Knew I wouldn't get in

I’m sure most of you, gentle readers, have dreamed about something you’ve read or watched just before falling asleep. I took a little trip down that path last week, dozing off while reading Mark Twain’s Captain Stormfield’s Visit to Heaven.
For anyone who is familiar with Twain (nee’ Samuel Langhorn Clemens) only from Huckleberry Finn or A Connecticut Yankee in King Arthur’s Court, there was much more to America’s premier satirist. Twain could be incredibly biting in his comments about anything from societal practices to the interpretation of scripture.
In Captain Stormfield’s Visit to Heaven, Twain voices his views on what the after life is really like as opposed to the “halos, harps and hymn books” picture painted by the popular clergy of his time. The edition I was reading also contains some fragments of unpublished pieces Twain never finished. One of these is Twain’s musings about his own approach to the pearly Gates. As he arrives, a back woods country preacher from Texas shows up at the same time. Twain says this guy was hollering and hosannahing to beat the band. The preacher got in, despite all of St. Peter’s efforts to find something irregular about his pass, but within a week the Texas preacher had the place all to himself as everybody else left to find a more peaceful eternity.
This was the piece I was reading as I fell asleep. In my dream, I was in a line of the recently deceased, awaiting inspection of our credentials before being allowed admittance to paradise. In front of me were a real estate salesman, a lawyer and a television evangelist.
The real estate agent had some problems to start with because he kept asking St. Peter if he owned his own home. The keeper of the keys to heaven just couldn’t convince the guy that there was no private property in paradise.
“But how do you accrue equity?” the salesman asked.
“We don’t,” replied St. Peter, “we don’t need it.”
“That’s ridiculous!” said the salesman, “You can’t insure yourself of a worry free future if you don’t own property.”
“Shows how much you know,” said St. Peter. “You should have spent more time in Sunday school and less with your nose stuck in the classified section of the newspaper. But your papers are in order, so you can go in.”
“Fine,” said the salesman, “But I’m gonna shake things up around here.”
“Sure you are,” said the head apostle with more than a hint of sarcasm in his voice. “You and every other know-it-all who has come this way.”
When the lawyer stepped up and presented his credentials, St. Peter looked them over, then it was some time before he could control his laughter. “What in the world were you thinking?” St. Peter asked. “Do you realize there isn’t a single lawyer in all the vast realm of heaven?”
“Any married ones?” the barrister asked hopefully.
“This is hardly the time for jokes, buster,” the gatekeeper scowled. “What made you think you’d get into heaven?
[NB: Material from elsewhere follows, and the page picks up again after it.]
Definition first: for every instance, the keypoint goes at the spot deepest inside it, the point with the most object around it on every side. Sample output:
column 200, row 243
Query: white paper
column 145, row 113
You haven’t told the complete truth about anything since you were 18 years old.”
“But that was my job,” the lawyer whined. “I didn’t make the rules, I just followed them. I just used the talents God gave me.”
“And I suppose somebody forced you to line your own pockets in the process,” St. Peter snarled. “Tell you what. You go back and live a couple of lifetimes as a nun. Sometimes the boss looks favorably on that kind of thing.”
The lawyer was disappointed, but it was better than spending eternity in hell.
Up stepped the evangelist, full of confidence.
“Oh, yeah. I know you,” St. Peter said. “Played kind of fast and loose with the interpretation of scripture, didn’t you? Especially when it came to getting people to send you money.”
“I spoke as the Lord gave me wisdom to speak,” the evangelist said, neatly dodging the question.
“I’ll just bet you did,” said St. Peter. “But go on in, God has a spot for you in the accounting department.”
The evangelist was a bit down hearted as he passed through the Pearly Gates, because he had been sure God would have wanted him somewhere near the throne to help Him make important decisions.
I stepped up to St. Peter, with very low expectations. He looked over my papers and asked, “What kept you? We thought somebody would have shot you a long time ago.”
The only thing I could think of to say was, “Just lucky I guess.”
“Well, your luck just ran out, sport,” said the saint with no small amount of satisfaction. “You don’t get in.”
“I expected as much,” I said. “But if the real estate salesman and the tv preacher are in there, and you’re going to let the lawyer in, I probably wouldn’t have liked it anyway.”
“You see, that’s you’re problem right there,” St Peter commented. “Always rationalizing. But don’t worry about it too much. I understand your place in eternity is all ready for you. Nicely shaded, relatively cool, and not too near the furnace.”